Long-term deliverability is driven by engagement signals. Email providers watch how recipients interact with your emails over time. These habits protect your reputation:

* **Clean inactive subscribers regularly.** Unengaged subscribers drag down your engagement metrics. Regular list hygiene keeps your average open rate healthy — see the [List Hygiene](/email-first/list-hygiene) page for a full process.
* **Run re-engagement sequences before removing cold subscribers.** Give inactive subscribers one last chance to re-engage before you remove them. The ones who re-engage improve your metrics; the ones who don't are cleaned out cleanly.
* **Segment your most engaged readers.** For time-sensitive announcements — launches, limited offers, important updates — send first to your most engaged segment.
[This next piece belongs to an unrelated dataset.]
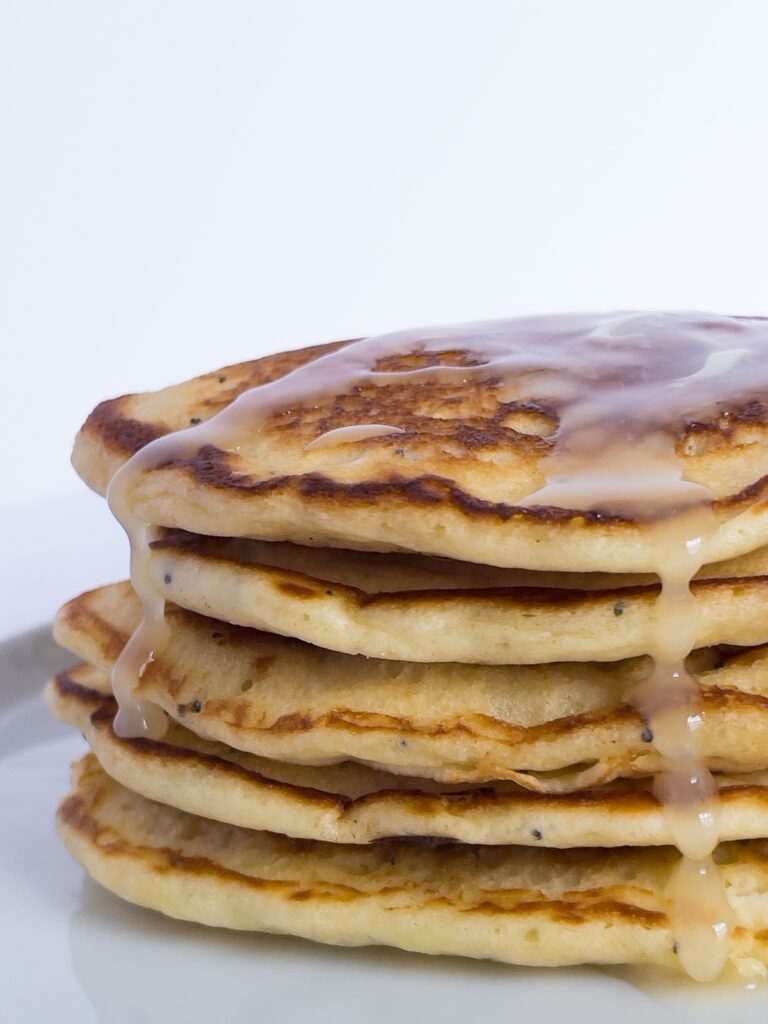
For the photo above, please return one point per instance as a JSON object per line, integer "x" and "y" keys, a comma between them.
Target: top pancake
{"x": 469, "y": 450}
Higher early engagement signals help that send perform well in spam filters for the broader list.

## Red Flags to Watch For

These are signs your deliverability is degrading and you need to investigate:

* **Sudden drop in open rates** (not explained by a seasonal lull or a less compelling subject line)
* **Emails appearing in Gmail's Promotions tab consistently** — while Promotions isn't spam, a shift there can indicate engagement has dropped
* **Emails landing in spam** — test by sending to multiple email clients (Gmail, Outlook, Apple Mail)
* **Increased bounce rate** — above 2% hard bounce rate is a signal your list has quality problems
* **Spam complaint rate above 0.1%** — Google's published threshold before they begin filtering your emails

<Note>
  Gmail's Promotions tab isn't the same as spam. Emails in Promotions are delivered and do get opened — many subscribers check the tab regularly. Your primary deliverability concern should be inbox versus spam, not inbox versus Promotions. Chasing Promotions tab placement by removing all formatting can backfire if it reduces the quality of your emails for readers.
</Note>

## Monitor Your Reputation with Google Postmaster Tools

Google Postmaster Tools is a free dashboard that shows you your domain reputation and IP reputation as scored by Gmail — the email provider used by the majority of your subscribers. Set it up once and check it monthly.

To set it up: go to [postmaster.google.com](https://postmaster.google.com), add your sending domain, verify ownership via a DNS TXT record (same process as DKIM), and you'll start seeing reputation data after you've sent a sufficient volume of emails to Gmail addresses. The key metric to watch is "Domain Reputation" — aim for High or Medium. If it drops to Low or Bad, act immediately: clean your list, pause sends, and investigate what changed.